Electrical Engineering Unit, Tampere University, 33014 Tampere, Finland.
Institute of New Imaging Technologies, Universitat Jaume I, 12071 Castellón, Spain.
Sensors (Basel). 2020 Dec 11;20(24):7124. doi: 10.3390/s20247124.
The deployment with beamforming-capable base stations in 5G New Radio (NR) requires an efficient mobility management system to reliably operate with minimum effort and interruption. In this work, we propose two artificial neural network models to optimize the cell-level and beam-level mobility management. Both models consist of convolutional, as well as dense, layer blocks. Based on current and past received power measurements, as well as positioning information, they choose the optimum serving cell and serving beam, respectively. The obtained results show that the proposed cell-level mobility model is able to sustain a strong serving cell and reduce the number of handovers by up to 94.4% compared to the benchmark solution when the uncertainty (representing shadowing, interference, etc.) is introduced to the received signal strength measurements. The proposed beam-level mobility management model is able to proactively choose and sustain the strongest serving beam, even when high uncertainty is introduced to the measurements.
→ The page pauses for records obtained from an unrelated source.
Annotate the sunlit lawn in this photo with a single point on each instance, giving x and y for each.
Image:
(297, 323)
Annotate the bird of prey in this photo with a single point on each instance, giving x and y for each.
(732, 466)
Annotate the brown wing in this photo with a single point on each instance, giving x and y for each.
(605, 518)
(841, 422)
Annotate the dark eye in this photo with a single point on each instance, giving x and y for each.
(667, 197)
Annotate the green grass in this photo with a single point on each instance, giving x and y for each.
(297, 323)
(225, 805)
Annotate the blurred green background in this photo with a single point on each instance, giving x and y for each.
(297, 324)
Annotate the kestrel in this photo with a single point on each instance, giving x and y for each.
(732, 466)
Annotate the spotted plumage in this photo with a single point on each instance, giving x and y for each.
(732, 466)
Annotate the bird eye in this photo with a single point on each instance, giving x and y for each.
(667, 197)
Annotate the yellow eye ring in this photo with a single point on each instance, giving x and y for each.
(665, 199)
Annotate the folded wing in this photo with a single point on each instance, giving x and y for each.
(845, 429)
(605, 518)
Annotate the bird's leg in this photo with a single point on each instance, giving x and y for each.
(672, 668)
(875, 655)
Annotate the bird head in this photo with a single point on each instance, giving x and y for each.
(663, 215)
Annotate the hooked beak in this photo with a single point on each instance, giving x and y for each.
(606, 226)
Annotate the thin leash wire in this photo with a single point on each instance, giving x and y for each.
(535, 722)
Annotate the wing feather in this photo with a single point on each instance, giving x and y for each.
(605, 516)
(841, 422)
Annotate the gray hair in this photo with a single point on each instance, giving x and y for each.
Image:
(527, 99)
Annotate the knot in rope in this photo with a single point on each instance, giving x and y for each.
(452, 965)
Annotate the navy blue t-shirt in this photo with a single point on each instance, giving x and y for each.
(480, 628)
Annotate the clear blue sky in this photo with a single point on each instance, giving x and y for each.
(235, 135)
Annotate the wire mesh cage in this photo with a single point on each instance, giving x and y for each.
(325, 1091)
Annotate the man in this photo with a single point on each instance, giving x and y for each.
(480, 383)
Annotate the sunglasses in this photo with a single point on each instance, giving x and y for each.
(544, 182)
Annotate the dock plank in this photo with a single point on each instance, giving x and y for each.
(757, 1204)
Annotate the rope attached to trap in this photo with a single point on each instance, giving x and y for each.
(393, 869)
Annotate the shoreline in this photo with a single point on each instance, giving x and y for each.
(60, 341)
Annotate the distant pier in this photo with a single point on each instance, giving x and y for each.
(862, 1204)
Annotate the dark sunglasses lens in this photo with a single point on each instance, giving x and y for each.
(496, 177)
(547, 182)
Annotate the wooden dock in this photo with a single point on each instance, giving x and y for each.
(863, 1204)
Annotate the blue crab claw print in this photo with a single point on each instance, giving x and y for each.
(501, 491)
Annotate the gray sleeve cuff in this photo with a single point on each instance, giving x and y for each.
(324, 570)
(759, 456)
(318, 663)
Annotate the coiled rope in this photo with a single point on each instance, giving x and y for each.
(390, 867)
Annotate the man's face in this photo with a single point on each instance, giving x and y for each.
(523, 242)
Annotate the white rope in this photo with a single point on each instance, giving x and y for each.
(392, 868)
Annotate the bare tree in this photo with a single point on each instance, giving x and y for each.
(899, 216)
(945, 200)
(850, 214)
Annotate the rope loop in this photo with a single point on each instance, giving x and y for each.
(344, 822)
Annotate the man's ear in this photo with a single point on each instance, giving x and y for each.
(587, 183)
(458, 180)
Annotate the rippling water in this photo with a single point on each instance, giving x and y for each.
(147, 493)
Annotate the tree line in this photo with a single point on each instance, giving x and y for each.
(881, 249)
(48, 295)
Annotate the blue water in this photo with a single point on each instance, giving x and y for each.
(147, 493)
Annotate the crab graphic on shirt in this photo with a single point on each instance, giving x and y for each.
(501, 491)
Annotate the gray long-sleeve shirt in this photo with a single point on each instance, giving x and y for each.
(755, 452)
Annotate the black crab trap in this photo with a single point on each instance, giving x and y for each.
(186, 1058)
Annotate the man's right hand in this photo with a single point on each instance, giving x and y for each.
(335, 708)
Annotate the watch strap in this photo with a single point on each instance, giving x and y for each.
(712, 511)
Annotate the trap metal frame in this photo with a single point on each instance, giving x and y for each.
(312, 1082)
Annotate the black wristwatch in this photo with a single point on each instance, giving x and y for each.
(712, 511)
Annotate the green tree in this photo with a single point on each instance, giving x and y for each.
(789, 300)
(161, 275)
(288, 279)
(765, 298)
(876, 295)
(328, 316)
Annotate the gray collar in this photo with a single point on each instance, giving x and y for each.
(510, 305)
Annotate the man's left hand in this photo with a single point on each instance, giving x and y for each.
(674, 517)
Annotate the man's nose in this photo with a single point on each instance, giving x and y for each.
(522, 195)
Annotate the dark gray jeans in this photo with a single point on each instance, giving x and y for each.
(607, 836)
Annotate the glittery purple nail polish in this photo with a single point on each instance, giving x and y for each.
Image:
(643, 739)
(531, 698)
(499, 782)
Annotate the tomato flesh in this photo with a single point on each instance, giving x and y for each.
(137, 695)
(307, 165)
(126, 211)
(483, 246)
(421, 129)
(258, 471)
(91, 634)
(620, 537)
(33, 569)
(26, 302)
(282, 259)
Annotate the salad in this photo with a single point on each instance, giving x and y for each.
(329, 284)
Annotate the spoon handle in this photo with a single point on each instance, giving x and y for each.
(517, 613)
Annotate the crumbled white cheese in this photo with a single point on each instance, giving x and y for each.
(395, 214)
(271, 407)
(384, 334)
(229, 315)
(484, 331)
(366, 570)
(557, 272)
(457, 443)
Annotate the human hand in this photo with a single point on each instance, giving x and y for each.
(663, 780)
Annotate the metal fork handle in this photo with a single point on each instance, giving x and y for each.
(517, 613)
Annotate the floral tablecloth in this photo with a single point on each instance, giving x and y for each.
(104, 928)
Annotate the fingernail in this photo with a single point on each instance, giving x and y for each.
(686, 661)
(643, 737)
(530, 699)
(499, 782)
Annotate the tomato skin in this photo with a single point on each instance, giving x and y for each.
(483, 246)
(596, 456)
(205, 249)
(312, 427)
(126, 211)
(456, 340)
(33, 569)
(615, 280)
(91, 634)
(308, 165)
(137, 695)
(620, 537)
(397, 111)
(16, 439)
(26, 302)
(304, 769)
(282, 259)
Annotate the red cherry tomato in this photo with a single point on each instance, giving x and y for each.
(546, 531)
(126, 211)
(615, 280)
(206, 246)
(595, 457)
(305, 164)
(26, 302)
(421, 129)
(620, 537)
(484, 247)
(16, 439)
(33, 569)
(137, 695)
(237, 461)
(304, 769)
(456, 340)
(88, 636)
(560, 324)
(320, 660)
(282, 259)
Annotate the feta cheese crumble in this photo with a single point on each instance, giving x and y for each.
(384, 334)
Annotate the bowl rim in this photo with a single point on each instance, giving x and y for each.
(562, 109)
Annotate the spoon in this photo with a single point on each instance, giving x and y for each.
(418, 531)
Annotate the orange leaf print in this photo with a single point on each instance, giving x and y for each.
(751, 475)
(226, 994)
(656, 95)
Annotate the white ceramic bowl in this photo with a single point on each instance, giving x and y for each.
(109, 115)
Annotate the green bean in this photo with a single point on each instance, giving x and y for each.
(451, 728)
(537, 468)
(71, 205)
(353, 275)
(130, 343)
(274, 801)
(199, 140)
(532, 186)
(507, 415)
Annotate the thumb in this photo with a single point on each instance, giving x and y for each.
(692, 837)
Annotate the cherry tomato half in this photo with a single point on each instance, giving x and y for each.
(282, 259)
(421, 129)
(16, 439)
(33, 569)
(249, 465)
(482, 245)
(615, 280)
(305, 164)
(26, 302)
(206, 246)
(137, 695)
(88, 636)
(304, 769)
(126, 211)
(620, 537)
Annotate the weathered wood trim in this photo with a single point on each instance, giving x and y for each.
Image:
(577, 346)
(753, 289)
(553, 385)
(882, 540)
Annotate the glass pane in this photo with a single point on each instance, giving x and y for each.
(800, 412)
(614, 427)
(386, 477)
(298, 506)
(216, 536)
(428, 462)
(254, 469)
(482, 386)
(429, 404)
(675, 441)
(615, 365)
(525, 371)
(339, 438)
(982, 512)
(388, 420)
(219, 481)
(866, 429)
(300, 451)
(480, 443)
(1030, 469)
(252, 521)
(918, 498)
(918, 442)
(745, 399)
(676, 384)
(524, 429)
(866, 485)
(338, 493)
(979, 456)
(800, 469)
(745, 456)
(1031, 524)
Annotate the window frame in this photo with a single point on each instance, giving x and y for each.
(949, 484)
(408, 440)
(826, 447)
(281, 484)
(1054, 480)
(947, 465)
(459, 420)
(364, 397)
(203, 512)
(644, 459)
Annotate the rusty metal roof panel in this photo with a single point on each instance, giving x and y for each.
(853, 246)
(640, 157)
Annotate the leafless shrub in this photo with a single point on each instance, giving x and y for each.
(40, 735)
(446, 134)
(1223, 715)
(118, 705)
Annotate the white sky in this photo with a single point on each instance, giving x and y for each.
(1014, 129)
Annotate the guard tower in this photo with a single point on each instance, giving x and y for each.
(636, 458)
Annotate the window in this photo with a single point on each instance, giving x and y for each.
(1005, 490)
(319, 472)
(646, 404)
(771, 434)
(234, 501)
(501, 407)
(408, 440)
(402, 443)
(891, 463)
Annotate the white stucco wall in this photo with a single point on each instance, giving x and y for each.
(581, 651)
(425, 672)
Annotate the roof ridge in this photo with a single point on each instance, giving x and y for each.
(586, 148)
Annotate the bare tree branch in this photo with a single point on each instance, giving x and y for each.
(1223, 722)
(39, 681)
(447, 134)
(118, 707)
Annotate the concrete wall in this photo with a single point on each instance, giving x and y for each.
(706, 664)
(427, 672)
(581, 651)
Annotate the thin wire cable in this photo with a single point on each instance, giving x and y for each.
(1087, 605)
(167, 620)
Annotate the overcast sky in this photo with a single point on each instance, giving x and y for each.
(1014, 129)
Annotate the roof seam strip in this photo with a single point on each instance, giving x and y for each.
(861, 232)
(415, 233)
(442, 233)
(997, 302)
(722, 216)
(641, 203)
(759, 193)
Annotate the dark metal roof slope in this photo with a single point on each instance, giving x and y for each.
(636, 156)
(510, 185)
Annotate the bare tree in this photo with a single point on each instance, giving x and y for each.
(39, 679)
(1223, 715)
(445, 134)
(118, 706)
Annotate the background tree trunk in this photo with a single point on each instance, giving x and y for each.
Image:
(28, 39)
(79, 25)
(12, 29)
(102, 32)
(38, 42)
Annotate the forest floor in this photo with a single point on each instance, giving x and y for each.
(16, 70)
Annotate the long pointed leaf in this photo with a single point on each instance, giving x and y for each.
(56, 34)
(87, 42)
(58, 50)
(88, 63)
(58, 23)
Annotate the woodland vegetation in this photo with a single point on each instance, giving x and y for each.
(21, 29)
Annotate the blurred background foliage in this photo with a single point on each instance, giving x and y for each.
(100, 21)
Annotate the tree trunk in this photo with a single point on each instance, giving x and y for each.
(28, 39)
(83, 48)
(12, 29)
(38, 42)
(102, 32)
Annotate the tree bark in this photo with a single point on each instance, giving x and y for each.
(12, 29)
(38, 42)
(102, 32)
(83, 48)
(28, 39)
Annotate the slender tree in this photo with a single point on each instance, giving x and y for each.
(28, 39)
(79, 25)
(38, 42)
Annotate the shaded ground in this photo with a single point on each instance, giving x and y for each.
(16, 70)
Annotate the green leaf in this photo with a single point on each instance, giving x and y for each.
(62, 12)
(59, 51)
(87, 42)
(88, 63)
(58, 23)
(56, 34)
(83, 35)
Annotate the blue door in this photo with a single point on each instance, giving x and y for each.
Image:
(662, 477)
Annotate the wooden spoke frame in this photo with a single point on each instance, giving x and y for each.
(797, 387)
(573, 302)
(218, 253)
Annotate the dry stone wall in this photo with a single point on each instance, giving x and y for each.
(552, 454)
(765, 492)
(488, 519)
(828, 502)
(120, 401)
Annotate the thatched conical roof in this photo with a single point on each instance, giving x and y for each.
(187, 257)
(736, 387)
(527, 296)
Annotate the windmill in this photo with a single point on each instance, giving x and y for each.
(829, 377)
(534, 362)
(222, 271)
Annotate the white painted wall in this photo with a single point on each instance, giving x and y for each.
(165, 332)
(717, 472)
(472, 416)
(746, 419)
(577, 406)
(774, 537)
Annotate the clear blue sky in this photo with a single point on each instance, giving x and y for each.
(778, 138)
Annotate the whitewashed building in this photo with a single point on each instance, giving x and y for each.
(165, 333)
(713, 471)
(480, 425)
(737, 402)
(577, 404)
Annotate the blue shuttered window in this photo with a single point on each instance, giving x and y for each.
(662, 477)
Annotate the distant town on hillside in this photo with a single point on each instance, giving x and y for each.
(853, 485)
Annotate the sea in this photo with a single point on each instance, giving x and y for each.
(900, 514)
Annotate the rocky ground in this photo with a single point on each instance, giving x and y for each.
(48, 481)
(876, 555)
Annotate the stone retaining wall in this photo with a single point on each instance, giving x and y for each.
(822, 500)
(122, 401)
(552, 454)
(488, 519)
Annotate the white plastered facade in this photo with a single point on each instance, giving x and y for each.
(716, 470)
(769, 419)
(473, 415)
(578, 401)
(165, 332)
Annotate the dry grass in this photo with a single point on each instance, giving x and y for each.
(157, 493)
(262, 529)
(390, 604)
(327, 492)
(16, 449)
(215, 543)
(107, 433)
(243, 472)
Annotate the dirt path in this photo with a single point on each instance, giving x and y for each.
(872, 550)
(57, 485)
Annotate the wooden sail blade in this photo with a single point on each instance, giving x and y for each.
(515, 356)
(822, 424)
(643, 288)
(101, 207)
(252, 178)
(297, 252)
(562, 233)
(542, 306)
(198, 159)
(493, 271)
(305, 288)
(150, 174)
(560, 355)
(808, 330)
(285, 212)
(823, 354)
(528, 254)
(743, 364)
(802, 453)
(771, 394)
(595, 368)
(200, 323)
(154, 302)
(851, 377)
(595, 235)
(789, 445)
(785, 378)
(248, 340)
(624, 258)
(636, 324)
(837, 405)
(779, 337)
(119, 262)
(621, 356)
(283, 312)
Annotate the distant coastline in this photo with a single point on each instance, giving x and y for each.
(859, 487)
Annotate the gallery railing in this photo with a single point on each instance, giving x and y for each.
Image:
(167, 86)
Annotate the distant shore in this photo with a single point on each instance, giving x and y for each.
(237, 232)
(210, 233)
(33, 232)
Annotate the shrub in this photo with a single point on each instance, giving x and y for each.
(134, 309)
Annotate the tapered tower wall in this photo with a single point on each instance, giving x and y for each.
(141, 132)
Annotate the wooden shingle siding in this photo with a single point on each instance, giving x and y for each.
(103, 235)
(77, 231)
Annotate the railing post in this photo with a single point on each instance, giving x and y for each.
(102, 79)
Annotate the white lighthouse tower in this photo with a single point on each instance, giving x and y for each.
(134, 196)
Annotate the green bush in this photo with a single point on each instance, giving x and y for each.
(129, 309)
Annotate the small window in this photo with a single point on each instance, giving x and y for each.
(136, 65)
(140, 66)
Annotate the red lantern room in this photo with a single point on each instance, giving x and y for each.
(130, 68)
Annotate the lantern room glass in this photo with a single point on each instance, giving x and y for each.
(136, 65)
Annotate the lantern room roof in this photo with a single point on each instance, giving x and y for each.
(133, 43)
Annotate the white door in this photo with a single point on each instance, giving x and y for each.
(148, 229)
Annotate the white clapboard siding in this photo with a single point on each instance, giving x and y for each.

在 5G 新无线电 (NR) 中使用具备波束赋形功能的基站进行部署需要一个高效的移动性管理系统,以最小的努力和中断可靠运行。在这项工作中,我们提出了两种人工神经网络模型来优化小区级和波束级的移动性管理。这两个模型都由卷积和密集层块组成。基于当前和过去的接收功率测量值以及定位信息,它们分别选择最佳的服务小区和服务波束。所得结果表明,与基准解决方案相比,当接收到的信号强度测量值引入不确定性(表示阴影、干扰等)时,所提出的小区级移动性模型能够维持较强的服务小区,并将切换次数减少多达 94.4%。所提出的波束级移动性管理模型能够主动选择并维持最强的服务波束,即使在对测量值引入高不确定性的情况下也是如此。